You did not answer the request, that image appears to be one of those "exercise 23" draw this object and AGAIN often something is missing, post the full image.

 

Do you mean like this?

 

Full Image

 

What is "exercise 23"?

Edited February 4 by basty

[BIGAL]

Why is it constrained and no idea where to even start. Is this a real object for your company or a CAD Exercise out of a book etc.

Edited February 4 by BIGAL

[basty]

This is a real object.

[basty]

On 2/3/2024 at 5:34 AM, lrm said:

There are several solutions to what you  ask.  For your construction keep in mnd the following:

1. To find the center of a circle of a given radius that is tangent to a line create a line parallel to the line on both sides at a distance equal to the cicle's radius.
2. To find the center of a circle of radius R1 that is tangent to a circle of radius R2 with a known location, create two circles concentric with R2.  The radii of these two circles are (R1 + R2) and (R1 - R2).
3. To find the center of a circle that is tangent to a line AND tangent to a circle use the intersections of the lines and circles from the previous two constructions.

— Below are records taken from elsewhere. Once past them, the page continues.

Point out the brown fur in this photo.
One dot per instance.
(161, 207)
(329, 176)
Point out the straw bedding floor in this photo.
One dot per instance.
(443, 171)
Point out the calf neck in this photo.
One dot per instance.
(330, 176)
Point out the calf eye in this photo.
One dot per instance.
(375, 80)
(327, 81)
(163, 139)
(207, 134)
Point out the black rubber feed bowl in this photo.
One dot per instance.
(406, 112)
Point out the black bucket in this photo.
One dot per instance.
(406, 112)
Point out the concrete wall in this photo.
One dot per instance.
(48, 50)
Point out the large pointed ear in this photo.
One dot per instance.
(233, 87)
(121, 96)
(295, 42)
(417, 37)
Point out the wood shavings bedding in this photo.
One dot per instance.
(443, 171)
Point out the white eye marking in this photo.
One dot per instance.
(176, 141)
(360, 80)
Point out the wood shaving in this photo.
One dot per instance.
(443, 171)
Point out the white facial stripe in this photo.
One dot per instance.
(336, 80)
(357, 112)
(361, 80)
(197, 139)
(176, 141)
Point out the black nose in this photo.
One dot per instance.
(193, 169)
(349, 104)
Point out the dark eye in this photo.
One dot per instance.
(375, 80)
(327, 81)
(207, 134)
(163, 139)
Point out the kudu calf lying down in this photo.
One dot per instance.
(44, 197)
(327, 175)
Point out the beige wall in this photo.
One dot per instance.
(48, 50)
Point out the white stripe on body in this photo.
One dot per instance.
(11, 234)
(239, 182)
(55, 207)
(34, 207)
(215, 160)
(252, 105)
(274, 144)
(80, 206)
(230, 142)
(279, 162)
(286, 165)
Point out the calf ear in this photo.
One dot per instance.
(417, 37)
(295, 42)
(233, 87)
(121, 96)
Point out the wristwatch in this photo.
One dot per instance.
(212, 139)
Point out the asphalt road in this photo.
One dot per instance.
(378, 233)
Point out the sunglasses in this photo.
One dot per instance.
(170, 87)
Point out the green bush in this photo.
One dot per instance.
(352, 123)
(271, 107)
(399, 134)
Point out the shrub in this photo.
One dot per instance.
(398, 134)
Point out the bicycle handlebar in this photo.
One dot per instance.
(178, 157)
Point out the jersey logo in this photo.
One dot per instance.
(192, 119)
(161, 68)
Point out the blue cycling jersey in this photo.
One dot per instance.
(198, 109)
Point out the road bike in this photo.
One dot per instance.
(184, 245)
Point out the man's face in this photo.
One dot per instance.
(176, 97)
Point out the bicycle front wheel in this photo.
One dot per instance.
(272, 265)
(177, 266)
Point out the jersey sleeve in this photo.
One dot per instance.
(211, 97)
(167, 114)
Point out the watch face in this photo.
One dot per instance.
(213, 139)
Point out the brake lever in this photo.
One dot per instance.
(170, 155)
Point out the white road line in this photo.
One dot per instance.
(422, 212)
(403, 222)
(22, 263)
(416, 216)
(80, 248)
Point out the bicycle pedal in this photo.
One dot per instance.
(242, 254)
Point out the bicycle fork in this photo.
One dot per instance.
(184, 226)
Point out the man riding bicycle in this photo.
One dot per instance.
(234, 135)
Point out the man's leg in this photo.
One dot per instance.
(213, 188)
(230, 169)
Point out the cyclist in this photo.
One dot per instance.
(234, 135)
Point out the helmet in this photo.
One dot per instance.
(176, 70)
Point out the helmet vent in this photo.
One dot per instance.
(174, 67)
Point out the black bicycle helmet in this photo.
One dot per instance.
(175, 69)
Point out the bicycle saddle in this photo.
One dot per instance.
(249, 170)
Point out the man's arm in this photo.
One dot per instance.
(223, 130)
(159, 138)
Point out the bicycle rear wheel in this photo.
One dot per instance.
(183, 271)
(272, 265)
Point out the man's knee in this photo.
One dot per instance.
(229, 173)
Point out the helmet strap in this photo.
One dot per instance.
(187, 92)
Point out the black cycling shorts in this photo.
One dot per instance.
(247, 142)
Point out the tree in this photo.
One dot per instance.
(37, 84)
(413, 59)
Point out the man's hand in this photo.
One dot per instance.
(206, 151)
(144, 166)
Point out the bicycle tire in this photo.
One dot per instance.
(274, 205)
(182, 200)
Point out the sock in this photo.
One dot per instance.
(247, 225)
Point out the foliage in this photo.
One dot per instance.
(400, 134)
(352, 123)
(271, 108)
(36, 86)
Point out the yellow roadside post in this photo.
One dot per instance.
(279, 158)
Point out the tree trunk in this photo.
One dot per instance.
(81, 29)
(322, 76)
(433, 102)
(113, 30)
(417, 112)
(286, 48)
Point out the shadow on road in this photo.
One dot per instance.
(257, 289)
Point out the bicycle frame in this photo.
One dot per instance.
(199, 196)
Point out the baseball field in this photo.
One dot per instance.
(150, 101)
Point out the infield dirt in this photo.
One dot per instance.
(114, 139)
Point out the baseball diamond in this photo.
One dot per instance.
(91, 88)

For your task create the white 2100 circle first. The center of the 2700 circle is at the intersection of a line passing through the 2100 and blues circles with either the 2670 or 2730 circles.

 

  

 

 

How do you obtain R2670, R2730, R2130, and R2070?

[eldon]

50 minutes ago, basty said:

 

How do you obtain R2670, R2730, R2130, and R2070?

 

In your posted picture, I cannot see any circles that are of the size you have quoted.

 

@Irm's diagram does not show accurately your problem.

[basty]

What do you mean? You should see the image that posted by lrm.

[eldon]

1 hour ago, basty said:

What do you mean? You should see the image that posted by lrm.

 

That is exactly what I did. @Irm 's diagram is not the same as your diagram.

 

So either you want to draw something like @Irm 's diagram, or you want to draw something like your diagram. If you want to draw something like your diagram, then solving @Irm 's diagram will not supply your answer.

 

For example, @Irm's diagram shows the r2100 arc tangential to the R30 arc. That simply does not happen in your diagram.